In legal terms, negligence is the failure to act in the way that a reasonably prudent person would act in a given set of circumstances. Typically, people act negligently. However, it is also possible for a person to be negligent because they failed to act.
Negligent actions are those which are, in essence, irresponsible. They are actions that a reasonable person would have known were dangerous. The person who acts negligently is not intentionally trying to hurt someone. Instead, they are acting in a manner that is reckless or imprudent. Let us say that I am driving my car and I decide to run a red light. I think I can make it, and I certainly don’t intend to harm someone.

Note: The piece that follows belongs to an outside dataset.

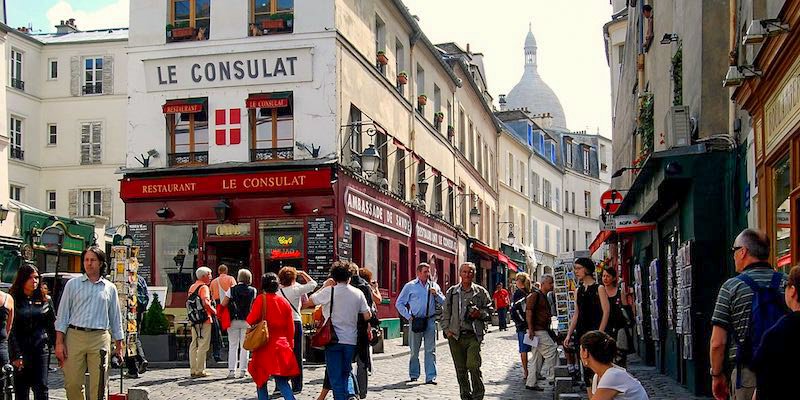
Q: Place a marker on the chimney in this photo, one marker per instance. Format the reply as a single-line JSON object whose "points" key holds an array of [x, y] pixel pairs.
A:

If I do cause a collision, I have clearly acted negligently because I should have foreseen that my action was likely to cause harm.
People can also be negligent through inaction. This happens when a person fails to provide adequate safeguards to keep others from harm. For example, imagine I have dug a pit in my yard and I have failed to fence it off. A neighbor child runs through my yard and falls in the pit and is hurt. I am likely to be guilty of negligence for failing to foresee and prevent the possibility of such injury.
Technically, negligence is likely to exist if the following four factors exist:
- A person has a duty to be reasonably careful.
- They fail to do so.
- This results in physical harm to someone else.
- The harm results for circumstances that the negligent person could reasonably have foreseen.